水曜日のヤマザキナビスコカップで鹿島に0−1で敗れた大宮が、ホームNACK5スタジアム大宮にC大阪を迎える。大宮はここまでリーグ戦4試合とカップ戦2試合を戦って1勝2分3敗と、どうにも波に乗れていない。一方のセレッソはリーグ戦4試合とカップ戦1試合を終えて2勝1分2敗とまずまずの出来。セルジオ ソアレス新監督の下、規律と運動量を掲げ、昨年までの攻撃偏重からバランスを修正。前節の仙台戦では2失点を喫したものの、それまではG大阪戦でのフリーキックによる1失点のみ。前節はセンターバックのキャプテン藤本康太が出場停止だったことを考えれば、やはり今年のC大阪の守備は堅い。自慢の攻撃力には、清武弘嗣とキム ボギョンのU-23日韓代表が好調をキープしているのに加え、昨年のブラジル選手権で13得点を挙げたFWケンペス、MFブランキーニョの新戦力もフィットし、結果を出している。水曜日のカップ戦の日程も外れ、中1週間でコンディションも良い。前日になって清武が左腓腹筋痛を再発し出場は微妙との情報も入っているが、代役を務めるであろう柿谷曜一朗も十分に危険な選手。NACK5スタジアム大宮で一昨年の開幕戦で3−0の大勝の記憶があるとはいえ(昨年の対戦の舞台は熊谷陸上競技場)、大宮にとって与しやすい相手ではない。

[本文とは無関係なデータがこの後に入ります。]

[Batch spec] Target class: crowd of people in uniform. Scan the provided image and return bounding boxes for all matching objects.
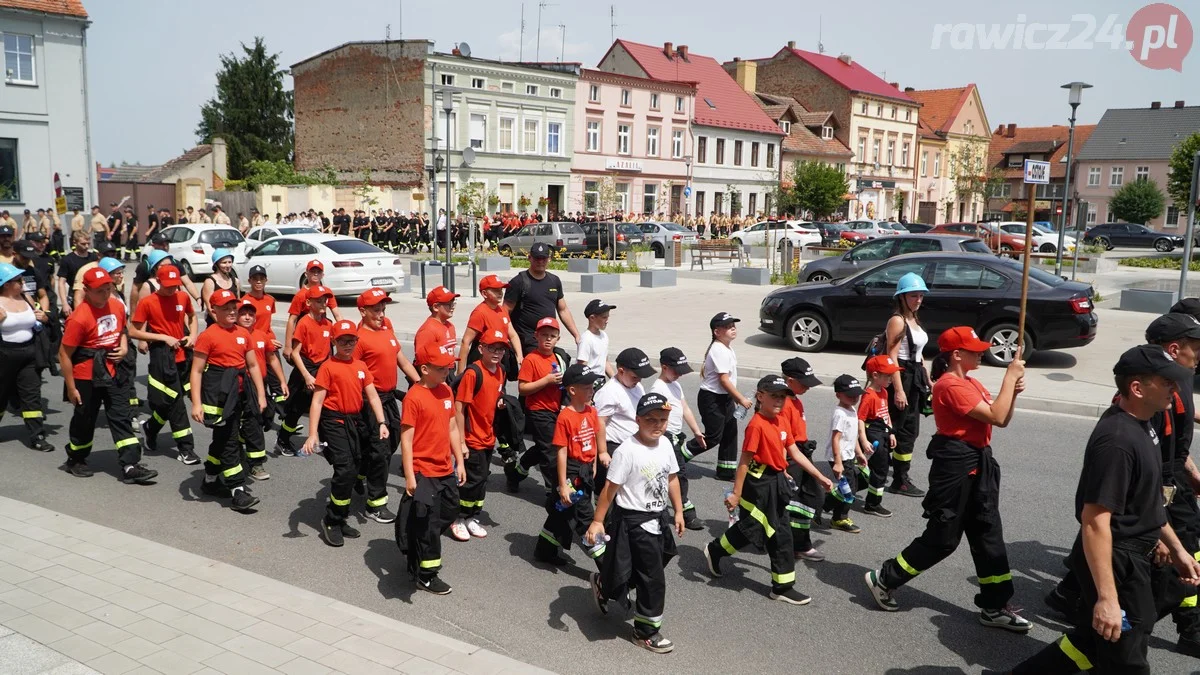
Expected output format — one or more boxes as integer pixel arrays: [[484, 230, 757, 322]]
[[0, 234, 1200, 673]]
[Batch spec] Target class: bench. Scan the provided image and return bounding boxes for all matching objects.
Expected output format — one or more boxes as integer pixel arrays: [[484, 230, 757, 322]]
[[691, 239, 743, 269]]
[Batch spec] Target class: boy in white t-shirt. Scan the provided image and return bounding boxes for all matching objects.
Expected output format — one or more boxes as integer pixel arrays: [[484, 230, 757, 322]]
[[826, 375, 866, 534], [650, 347, 706, 530], [584, 394, 684, 653], [575, 298, 617, 381]]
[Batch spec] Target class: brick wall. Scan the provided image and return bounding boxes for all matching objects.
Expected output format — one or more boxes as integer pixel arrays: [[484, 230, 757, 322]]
[[292, 42, 426, 185]]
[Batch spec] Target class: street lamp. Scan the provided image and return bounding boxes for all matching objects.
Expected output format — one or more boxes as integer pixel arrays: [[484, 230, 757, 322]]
[[1054, 82, 1092, 276]]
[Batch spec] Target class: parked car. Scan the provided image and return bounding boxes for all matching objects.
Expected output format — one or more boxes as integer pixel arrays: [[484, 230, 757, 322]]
[[800, 234, 992, 281], [496, 221, 587, 256], [758, 252, 1097, 365], [582, 222, 648, 261], [637, 222, 700, 258], [142, 223, 246, 280], [234, 232, 404, 295], [1084, 222, 1183, 253], [730, 220, 821, 250]]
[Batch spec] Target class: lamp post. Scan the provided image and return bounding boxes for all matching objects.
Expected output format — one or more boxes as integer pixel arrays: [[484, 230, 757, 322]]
[[1054, 82, 1092, 276]]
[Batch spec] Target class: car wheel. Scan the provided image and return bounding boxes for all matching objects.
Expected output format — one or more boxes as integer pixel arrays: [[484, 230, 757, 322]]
[[983, 323, 1033, 368], [784, 310, 829, 352]]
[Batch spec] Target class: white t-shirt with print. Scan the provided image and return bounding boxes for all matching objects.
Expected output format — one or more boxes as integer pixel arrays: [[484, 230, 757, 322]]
[[608, 436, 679, 534]]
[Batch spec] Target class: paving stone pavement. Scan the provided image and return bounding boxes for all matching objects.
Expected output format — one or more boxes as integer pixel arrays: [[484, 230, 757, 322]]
[[0, 497, 547, 675]]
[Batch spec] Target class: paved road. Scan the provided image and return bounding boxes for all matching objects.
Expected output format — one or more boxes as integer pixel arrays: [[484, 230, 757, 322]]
[[0, 365, 1195, 674]]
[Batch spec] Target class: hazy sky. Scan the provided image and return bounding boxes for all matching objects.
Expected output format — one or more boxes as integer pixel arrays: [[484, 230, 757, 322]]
[[83, 0, 1200, 166]]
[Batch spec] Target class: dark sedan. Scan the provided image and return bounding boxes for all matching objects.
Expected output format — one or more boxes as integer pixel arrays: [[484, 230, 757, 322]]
[[758, 253, 1097, 365], [800, 234, 991, 281]]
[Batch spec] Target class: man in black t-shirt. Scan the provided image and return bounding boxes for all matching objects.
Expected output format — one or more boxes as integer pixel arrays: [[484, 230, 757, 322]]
[[1013, 345, 1200, 675]]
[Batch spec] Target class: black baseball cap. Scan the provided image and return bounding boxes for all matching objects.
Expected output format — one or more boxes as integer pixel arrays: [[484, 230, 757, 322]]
[[779, 357, 821, 387], [708, 312, 742, 330], [583, 298, 617, 316], [617, 347, 658, 377], [833, 375, 863, 396], [659, 347, 691, 375], [1112, 345, 1195, 382], [1146, 313, 1200, 345], [637, 393, 671, 417]]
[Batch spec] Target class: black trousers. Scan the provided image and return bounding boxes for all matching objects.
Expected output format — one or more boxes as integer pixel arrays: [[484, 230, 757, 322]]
[[680, 389, 738, 479], [67, 380, 142, 466], [880, 436, 1013, 609], [0, 340, 46, 438]]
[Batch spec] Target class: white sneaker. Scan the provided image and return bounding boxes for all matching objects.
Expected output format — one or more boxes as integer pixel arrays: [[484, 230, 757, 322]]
[[450, 518, 470, 542], [467, 518, 487, 539]]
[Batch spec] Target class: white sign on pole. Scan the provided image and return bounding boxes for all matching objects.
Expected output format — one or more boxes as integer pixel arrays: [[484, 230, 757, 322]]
[[1025, 160, 1050, 185]]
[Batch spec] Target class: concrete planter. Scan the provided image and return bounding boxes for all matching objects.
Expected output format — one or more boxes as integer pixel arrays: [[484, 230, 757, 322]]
[[580, 274, 620, 293], [730, 267, 770, 286], [640, 269, 676, 288]]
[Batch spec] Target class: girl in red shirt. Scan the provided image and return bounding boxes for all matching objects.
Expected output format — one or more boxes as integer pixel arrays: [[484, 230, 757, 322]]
[[866, 325, 1032, 633]]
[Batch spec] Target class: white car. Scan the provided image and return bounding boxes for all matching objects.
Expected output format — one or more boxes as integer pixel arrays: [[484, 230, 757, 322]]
[[998, 220, 1075, 253], [142, 223, 246, 280], [234, 232, 404, 295], [730, 220, 821, 250]]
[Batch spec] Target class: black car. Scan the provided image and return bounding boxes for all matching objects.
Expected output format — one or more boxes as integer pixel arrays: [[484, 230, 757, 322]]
[[1084, 222, 1183, 253], [758, 253, 1097, 365]]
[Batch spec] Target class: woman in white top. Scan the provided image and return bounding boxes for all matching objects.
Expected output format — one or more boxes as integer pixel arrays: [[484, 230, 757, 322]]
[[686, 312, 754, 480], [887, 271, 932, 497], [0, 263, 54, 453]]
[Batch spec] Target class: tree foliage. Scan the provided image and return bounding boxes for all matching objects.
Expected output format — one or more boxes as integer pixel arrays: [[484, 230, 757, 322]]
[[1109, 180, 1166, 223], [196, 37, 293, 179]]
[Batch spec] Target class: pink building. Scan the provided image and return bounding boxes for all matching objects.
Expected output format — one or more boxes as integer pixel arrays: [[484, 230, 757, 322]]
[[566, 70, 696, 219]]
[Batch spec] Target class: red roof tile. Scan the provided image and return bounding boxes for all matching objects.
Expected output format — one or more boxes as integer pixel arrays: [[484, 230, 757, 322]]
[[0, 0, 88, 19], [610, 40, 784, 136]]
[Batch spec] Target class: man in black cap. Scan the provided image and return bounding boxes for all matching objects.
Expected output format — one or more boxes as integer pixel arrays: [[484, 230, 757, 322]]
[[504, 243, 580, 354], [1013, 345, 1200, 675]]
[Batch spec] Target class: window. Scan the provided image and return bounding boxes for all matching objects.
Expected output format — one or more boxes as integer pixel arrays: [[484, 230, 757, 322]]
[[499, 118, 517, 153], [4, 32, 35, 84], [521, 120, 541, 153], [0, 136, 20, 202], [588, 120, 600, 153], [470, 113, 487, 150]]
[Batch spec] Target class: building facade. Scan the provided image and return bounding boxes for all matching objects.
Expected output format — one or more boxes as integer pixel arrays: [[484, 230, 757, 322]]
[[1072, 101, 1200, 225], [0, 0, 97, 212], [566, 70, 696, 219]]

大宮は第3節の仙台戦で東 慶悟が右足首捻挫を患って以降、苦しい戦いが続いている。上田康太をボランチに入れ、カルリーニョスをトップ下に上げる布陣で対処しているが、ワントップのラファエルはサイドに流れたり下がった位置でボールを受けて起点になるものの裏に抜ける意識に乏しい。トップ下のカルリーニョスも低い位置でゲームを組み立てたがるため、上田とポジションチェンジはするものの、「トップの近くに中盤が1枚いる状態にできていない」(青木拓矢)。そのためトップが孤立、あるいはトップレスの状態になり、左サイドのチョ ヨンチョルによる単騎切り込みしか攻め手がない状態に陥っている。東は既に全体練習には合流しているものの、「まだ100%ではできてない」(東)状態で、出場は難しそう。水曜日の鹿島戦の終盤のようにチョをFWに近い位置でプレーさせたり、あるいは裏への飛び出しも得意な金久保 順をトップ下で起用するなど、鈴木淳監督がいかに修正を施してくるのか注目だ。

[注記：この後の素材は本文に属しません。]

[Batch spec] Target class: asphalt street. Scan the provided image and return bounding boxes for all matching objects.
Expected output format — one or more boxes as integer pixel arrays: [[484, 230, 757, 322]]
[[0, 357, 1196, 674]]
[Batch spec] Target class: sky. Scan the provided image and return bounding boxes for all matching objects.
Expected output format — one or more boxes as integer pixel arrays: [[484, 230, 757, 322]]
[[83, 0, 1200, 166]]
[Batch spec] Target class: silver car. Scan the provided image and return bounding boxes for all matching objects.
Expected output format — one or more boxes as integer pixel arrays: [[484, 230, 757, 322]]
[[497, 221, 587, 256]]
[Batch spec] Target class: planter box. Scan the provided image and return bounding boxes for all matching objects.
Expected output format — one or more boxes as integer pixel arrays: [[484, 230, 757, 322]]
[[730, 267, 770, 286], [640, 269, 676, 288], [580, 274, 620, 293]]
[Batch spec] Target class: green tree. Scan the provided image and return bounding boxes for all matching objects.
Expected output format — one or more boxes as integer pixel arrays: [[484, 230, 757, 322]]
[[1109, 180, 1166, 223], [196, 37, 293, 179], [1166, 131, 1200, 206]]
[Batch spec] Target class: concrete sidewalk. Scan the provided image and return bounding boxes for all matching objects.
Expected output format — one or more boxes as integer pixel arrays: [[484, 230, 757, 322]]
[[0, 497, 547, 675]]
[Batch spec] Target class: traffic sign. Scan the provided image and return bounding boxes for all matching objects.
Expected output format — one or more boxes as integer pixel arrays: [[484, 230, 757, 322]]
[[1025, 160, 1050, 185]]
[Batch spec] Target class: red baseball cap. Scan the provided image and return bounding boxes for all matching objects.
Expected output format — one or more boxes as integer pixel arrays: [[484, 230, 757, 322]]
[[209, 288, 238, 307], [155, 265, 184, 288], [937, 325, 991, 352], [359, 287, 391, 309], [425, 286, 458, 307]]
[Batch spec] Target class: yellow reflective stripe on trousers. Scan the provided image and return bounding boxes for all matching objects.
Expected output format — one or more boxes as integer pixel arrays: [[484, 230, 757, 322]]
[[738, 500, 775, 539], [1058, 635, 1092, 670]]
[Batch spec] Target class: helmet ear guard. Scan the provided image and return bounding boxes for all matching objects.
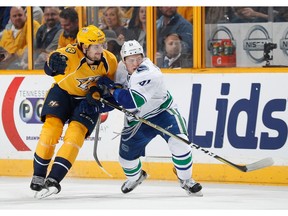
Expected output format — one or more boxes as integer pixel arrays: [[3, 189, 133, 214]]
[[77, 25, 106, 48], [120, 40, 145, 61]]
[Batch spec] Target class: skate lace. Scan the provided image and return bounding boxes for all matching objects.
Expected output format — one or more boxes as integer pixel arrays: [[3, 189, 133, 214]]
[[32, 176, 44, 185], [124, 180, 137, 189], [181, 179, 196, 188]]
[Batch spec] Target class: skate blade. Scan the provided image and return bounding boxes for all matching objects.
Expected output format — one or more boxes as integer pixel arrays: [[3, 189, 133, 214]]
[[186, 191, 203, 197], [34, 187, 58, 199]]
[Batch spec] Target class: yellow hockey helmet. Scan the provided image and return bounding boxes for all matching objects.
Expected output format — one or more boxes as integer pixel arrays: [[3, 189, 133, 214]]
[[77, 25, 106, 47]]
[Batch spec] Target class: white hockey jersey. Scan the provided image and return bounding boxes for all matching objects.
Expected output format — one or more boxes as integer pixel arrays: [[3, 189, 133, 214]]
[[115, 58, 176, 126]]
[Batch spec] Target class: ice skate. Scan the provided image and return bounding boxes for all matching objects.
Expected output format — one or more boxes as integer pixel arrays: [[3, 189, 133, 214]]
[[179, 179, 203, 196], [30, 176, 45, 191], [121, 170, 147, 193], [34, 178, 61, 199], [173, 167, 203, 196]]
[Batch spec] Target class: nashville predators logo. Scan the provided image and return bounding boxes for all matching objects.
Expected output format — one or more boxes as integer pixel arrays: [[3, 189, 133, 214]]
[[48, 101, 59, 107], [77, 76, 99, 91]]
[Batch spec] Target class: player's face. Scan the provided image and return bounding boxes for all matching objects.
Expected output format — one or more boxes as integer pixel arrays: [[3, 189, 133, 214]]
[[86, 44, 105, 61], [124, 54, 143, 74]]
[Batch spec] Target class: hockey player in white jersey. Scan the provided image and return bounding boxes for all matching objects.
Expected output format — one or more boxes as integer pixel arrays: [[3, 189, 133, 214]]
[[98, 40, 202, 195]]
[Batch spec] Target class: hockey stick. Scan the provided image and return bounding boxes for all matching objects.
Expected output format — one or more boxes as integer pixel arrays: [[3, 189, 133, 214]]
[[93, 114, 113, 177], [99, 98, 274, 172]]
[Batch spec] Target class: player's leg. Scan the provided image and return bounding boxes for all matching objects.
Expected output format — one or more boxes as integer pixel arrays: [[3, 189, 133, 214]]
[[30, 116, 63, 191], [156, 109, 202, 195], [119, 124, 156, 193]]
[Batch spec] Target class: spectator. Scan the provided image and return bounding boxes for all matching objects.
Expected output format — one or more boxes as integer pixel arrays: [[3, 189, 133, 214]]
[[102, 7, 131, 42], [128, 7, 146, 54], [103, 30, 123, 62], [35, 7, 63, 69], [231, 7, 268, 23], [121, 7, 134, 27], [157, 33, 193, 68], [32, 6, 44, 25], [58, 7, 79, 48], [0, 7, 11, 35], [0, 7, 40, 69], [156, 7, 193, 53]]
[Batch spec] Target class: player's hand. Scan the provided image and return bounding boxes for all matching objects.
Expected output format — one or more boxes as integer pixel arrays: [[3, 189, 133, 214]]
[[97, 76, 115, 89], [48, 52, 67, 76], [79, 99, 99, 115], [86, 86, 103, 106]]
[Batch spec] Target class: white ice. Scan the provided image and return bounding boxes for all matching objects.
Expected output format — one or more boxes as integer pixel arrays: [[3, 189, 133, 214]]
[[0, 176, 288, 216]]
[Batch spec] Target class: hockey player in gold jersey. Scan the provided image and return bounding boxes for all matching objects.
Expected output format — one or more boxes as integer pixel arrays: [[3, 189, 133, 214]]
[[30, 25, 117, 198]]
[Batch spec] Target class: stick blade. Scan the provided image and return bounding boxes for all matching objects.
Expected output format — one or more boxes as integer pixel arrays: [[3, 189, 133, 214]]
[[246, 157, 274, 172]]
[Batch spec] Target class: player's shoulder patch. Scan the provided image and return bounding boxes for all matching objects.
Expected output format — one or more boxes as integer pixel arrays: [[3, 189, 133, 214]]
[[65, 47, 76, 54], [136, 65, 148, 73]]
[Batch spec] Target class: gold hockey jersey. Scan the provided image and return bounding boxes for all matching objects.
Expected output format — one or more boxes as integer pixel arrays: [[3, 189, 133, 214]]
[[48, 44, 118, 96]]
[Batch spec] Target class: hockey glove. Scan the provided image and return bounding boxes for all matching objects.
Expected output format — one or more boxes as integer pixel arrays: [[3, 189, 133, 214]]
[[48, 52, 67, 76], [79, 99, 99, 115], [86, 86, 103, 107], [97, 76, 115, 89]]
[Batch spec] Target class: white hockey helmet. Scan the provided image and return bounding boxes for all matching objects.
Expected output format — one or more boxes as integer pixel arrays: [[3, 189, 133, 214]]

その鈴木監督は、試合前日の非公開練習の後、C大阪の印象について「中盤にはセレッソらしいコンビネーションがまだ出ていない」と見ている。「扇原からの縦パスでスイッチが入るのではなく、サイドに散らして起点を作って、そこからクロスを入れてくる」攻撃であれば、守備ではコンパクトに保ってセカンドボールを拾い、攻守の切り替え速く主導権を握りたい。システムは同じ4−2−3−1で、ポゼッションをベースに攻撃的サッカーを標榜するのも同じで、「中盤での争いに勝ったほうが試合を優位に進められる」(金久保)。大宮が東を欠くため2列目の攻撃力ではC大阪に軍配が上がるが、上田とカルリーニョスを青木がサポートする中盤の構成力・展開力では「僕らの方が良い」(金久保)。セルジオ ソアレス監督はカルリーニョスへのマンマークを示唆しているというが、そのぶん上田に自由が与えられれば、決定的な仕事をしてくれるはずだ。
「中盤の争いで負けられないし、負けたくない」(金久保)と、似たスタイルのチームとの対戦だけに選手たちも闘志を燃やしている。C大阪が一昨年の開幕戦の借りを返すか、大宮が昨年チャンスを外し続けて0−0に終わった試合のケリを付けるか、攻撃的4−2−3−1システムがぶつかりあう注目の一戦だ。